ON/OFF/SCREEN is interested in navigating the different ways through which screen can be construed—
as an idea; as an interface; as a medium—and rendered: body/skin as screen; text as screen etc,
rooted in three positions: on-screen, or the moving image and the processes through
which it is generated; off-screen, or the specific material and/or contextual conditions from
which a moving image arises; and the screen, the interface on which
the a moving image is consumed and its relationship to a viewer.


Extending from media art theorist Gene Youngblood’s assertion that expanded
cinema “isn't a movie at all: like life it's a process of becoming, man's ongoing historical drive
to manifest his consciousness outside of his mind, in front of his eyes,
”ON/OFF/SCREEN is an exhibition that attempts to explore the entanglements between
reality, representation, and discourse, as facilitated by the variegating interpretations of the moving image.

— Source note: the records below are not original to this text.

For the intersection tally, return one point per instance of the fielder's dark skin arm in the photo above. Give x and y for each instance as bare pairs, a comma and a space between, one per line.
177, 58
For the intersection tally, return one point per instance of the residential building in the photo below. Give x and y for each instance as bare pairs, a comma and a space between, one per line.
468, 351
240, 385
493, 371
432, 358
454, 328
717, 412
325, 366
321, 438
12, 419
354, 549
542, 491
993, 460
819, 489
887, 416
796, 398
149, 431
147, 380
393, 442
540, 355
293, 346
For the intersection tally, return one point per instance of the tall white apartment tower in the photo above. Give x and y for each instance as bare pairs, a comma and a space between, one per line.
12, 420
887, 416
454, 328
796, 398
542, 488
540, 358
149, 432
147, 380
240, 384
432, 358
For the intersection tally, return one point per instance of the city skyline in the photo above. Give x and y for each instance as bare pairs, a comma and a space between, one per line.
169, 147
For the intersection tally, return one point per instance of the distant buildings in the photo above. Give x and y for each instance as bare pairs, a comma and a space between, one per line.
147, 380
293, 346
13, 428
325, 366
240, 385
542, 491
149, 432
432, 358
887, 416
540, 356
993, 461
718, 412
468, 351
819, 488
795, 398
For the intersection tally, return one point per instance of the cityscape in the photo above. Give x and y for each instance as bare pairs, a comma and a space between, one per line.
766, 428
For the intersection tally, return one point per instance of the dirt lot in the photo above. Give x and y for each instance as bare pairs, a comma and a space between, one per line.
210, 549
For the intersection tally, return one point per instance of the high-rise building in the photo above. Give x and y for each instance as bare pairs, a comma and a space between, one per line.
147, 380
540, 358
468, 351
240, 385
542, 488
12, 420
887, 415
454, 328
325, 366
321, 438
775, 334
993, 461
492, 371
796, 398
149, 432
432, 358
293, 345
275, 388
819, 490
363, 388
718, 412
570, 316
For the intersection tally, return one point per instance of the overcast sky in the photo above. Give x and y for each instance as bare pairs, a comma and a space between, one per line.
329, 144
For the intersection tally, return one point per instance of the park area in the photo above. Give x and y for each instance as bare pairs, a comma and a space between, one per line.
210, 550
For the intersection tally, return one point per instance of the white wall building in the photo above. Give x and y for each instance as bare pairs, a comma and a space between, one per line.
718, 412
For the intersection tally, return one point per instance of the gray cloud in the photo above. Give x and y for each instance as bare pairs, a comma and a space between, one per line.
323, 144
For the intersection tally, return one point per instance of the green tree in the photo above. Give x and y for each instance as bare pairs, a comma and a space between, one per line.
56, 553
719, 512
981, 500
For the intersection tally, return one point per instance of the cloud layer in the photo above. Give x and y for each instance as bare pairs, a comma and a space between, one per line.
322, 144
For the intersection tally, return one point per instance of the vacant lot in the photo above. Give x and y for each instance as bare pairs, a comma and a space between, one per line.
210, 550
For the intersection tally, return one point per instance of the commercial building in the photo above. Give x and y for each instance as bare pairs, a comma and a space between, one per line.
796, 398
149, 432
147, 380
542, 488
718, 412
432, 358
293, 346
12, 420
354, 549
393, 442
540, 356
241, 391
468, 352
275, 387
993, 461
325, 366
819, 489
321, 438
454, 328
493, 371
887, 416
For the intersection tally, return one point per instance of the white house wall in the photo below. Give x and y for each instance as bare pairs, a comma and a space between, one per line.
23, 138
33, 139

Contemplating the porosity and possibilities of an expanded cinematic practice in
contemporary image- making, this exhibition features 8 artists—Piyarat Piyapongwiwat, ila,
Salty Xi Jie Ng, Lynette Quek, Ashley Hi, Huijun Lu, Farizi Noorfauzi, and Jevon Chandra—
whose inter-disciplinary practices blur the formal and conceptual boundaries between forms
such as performance, digital art, new media art, and installation.